Several benchmark refinance rates were down today.
The nationwide average for a 30-year fixed-rate refinance was down, but the average rate on a 15-year fixed climbed. Meanwhile, the average rate on 10-year fixed refis receded.
30-year fixed refinance
The average 30-year fixed-refinance rate is 4.43 percent, down 11 basis points since the same time last week. A month ago, the average rate on a 30-year fixed refinance was higher, at 4.61 percent.
At the current average rate, you’ll pay $502.53 per month in principal and interest for every $100,000 you borrow. That’s a decline of $6.53 from last week.
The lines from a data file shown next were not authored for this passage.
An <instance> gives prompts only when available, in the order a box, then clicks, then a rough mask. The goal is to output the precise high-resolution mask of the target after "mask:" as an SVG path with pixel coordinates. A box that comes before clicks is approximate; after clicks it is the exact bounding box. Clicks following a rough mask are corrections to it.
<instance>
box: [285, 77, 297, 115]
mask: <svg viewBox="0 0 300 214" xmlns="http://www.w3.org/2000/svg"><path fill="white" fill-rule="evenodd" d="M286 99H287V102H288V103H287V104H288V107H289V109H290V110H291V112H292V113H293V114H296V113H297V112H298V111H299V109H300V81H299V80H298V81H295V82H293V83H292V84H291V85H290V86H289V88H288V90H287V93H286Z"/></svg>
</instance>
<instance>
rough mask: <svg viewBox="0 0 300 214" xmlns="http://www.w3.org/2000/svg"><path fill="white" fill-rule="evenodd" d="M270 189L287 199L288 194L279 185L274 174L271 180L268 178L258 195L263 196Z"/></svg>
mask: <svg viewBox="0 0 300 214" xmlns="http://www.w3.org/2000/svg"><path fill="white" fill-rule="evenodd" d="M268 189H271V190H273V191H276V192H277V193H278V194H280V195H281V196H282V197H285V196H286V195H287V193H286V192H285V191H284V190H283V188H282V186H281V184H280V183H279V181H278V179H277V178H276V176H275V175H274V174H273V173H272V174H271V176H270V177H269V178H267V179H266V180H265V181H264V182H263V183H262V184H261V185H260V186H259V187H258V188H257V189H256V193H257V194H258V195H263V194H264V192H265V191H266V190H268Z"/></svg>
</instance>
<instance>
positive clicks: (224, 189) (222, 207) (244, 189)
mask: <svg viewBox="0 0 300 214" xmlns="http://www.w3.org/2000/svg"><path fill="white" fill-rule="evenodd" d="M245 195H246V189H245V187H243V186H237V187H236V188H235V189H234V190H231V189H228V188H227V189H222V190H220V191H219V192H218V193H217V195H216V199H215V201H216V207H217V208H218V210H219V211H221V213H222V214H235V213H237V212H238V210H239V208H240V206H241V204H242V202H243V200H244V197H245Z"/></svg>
You can use Bankrate’s mortgage calculator to get a handle on what your monthly payments would be and see what the effects of making extra payments would be. It will also help you calculate how much interest you’ll pay over the life of the loan.
15-year fixed refinance
The 15-year fixed refi average rate is now 3.75 percent, up 7 basis points since the same time last week.
Monthly payments on a 15-year fixed refinance at that rate will cost around $727 per $100,000 borrowed. Yes, that payment is much bigger than it would be on a 30-year mortgage, but it comes with some big advantages: You’ll save thousands of dollars over the life of the loan in total interest paid and build equity much faster.
10-year fixed refinance
The average rate for a 10-year fixed-refinance loan is 3.67 percent, down 1 basis points over the last week.
Monthly payments on a 10-year fixed-rate refi at 3.67 percent would cost $997.31 per month for every $100,000 you borrow. That’s a lot more than the monthly payment on even a 15-year refinance, but in return you’ll pay even less in interest than you would with a 15-year term.
Where rates are headed
To see where Bankrate’s panel of experts expect rates to go from here, check out our Rate Trend Index.
Want to see where rates are right now? See local mortgage rates.
Last updated January 11, 2019.
Methodology: The rates you see above are Bankrate.com Site Averages. These calculations are run after the close of the previous business day and include rates and/or yields we have collected that day for a specific banking product. Bankrate.com site averages tend to be volatile — they help consumers see the movement of rates day to day. The institutions included in the “Bankrate.com Site Average” tables will be different from one day to the next, depending on which institutions’ rates we gather on a particular day for presentation on the site.